1st December 2015
The International Monetary Fund has designated China as a global reserve currency. AXA Investment Managers analysis suggests the move should attract $600bn worth of investment into China in the next five years. The fund manager also says that the move will strengthen the relevance of the IMF’s ‘Special Drawing Rights’ Basket of currencies with the Renminbi joining the Euro, the Yen, sterling and the dollar.
The Axa IM note adds: “Having an emerging market (EM) currency in the SDR will also improve the IMF’s representativeness in the global economy, as the political push for EMs to gain more voting rights has been repeatedly vetoed by the US congress. As for China, the IMF’s seal of approval is an important recognition of the growing importance of the RMB as an international reserve currency. We think today’s decision will encourage China to speed up RMB internationalisation and the opening of the capital account. Both will help China to continue to integrate its financial system into the world.”

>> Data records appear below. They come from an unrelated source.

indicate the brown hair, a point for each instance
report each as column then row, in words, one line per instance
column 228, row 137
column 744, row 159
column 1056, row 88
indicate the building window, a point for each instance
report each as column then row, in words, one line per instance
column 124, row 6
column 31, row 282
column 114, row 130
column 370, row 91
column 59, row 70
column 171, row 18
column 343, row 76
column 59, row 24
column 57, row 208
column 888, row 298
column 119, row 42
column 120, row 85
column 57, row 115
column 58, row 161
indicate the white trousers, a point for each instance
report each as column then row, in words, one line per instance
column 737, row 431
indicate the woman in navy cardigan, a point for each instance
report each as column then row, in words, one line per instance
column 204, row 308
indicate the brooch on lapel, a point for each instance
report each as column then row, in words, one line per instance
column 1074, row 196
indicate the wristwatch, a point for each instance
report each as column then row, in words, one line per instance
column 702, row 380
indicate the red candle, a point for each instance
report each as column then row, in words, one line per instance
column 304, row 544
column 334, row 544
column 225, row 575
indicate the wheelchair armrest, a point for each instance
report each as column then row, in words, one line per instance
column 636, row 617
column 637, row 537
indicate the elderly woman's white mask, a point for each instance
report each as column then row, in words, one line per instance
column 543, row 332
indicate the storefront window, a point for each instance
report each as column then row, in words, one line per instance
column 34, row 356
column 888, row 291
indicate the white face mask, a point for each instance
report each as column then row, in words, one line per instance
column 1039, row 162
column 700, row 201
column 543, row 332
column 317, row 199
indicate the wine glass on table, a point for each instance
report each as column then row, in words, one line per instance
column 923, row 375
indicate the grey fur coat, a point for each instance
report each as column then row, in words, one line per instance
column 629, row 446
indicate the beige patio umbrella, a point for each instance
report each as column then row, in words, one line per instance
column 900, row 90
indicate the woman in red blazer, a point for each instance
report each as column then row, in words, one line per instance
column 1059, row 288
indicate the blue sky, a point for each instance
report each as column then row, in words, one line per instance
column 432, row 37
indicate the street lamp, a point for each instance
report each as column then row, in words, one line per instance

” It is worth recognising that, as a standalone event, the SDR inclusion does not bear much immediate significance. According to the new weighting calculation, the RMB will command a weight of 10.9% – slightly below our prior estimate of 14%, mainly at the expense of the euro and sterling (see chart below). We estimate the rebalancing of the SDR portfolio will (only) drive an inflow of around $30bn over the span of a few years, and the process will not start until October 2016.
“Where we think yesterday’s decision can have a significance is through a number of indirect channels and over the medium term. In particular, we think the SDR inclusion will raise the RMB’s profile as a global reserve currency, prompting central banks, sovereign wealth funds and reserve managers to allocate towards RMB assets for their portfolio. In addition, private investors, such as pension funds and insurance companies, will also likely seek exposure to the yuan as China opens up its domestic capital markets. Aggregating all three groups of investors – the IMF, official investors and private sector – we think that total inflows could amount to around $600bn over the coming five years. Below is an update of our capital flow estimates (for more details, please see RMB: assessing the chance and impact of SDR inclusion).
“As for the exchange rate, we continue to think the most likely path for the RMB in 2016 is one of relative stability, albeit with a mild depreciation bias against the US dollar. Even though the RMB’s inclusion in the SDR could drive significant capital inflows over the medium term, FX movement in the near-term will be dominated by data flows, investor sentiment and policy divergence between the People’s Bank of China and the Federal Reserve. In that regard, elevated macro uncertainty and rising financial risks will likely keep a downward pressure on the yuan, although we think the authorities will intervene, if necessary, to prevent a large devaluation. We think the official strategy is to keep the FX market orderly and stable, but not fighting the trend.”
“This is an important step on a long term trend of opening up China’s capital account. The implication for long term investors is the internationalisation of the RMB allows increasing exposure to the Chinese capital markets as they develop. The developments such as the Stock Connect and mutual recognition represent a move forward from the traditional quota based systems and we would expect these to extend to bond markets as well over time. As the RMB becomes more fully convertible the flows in and out of China will become more significant and the cross border capital flows easier. With China already the second largest economy in the world and with the shift from a traditional banking model to a more western capital markets based system of financing, the opportunities for western investors to come in while Chinese investors diversify outward will represent a huge opportunity over the next few years.”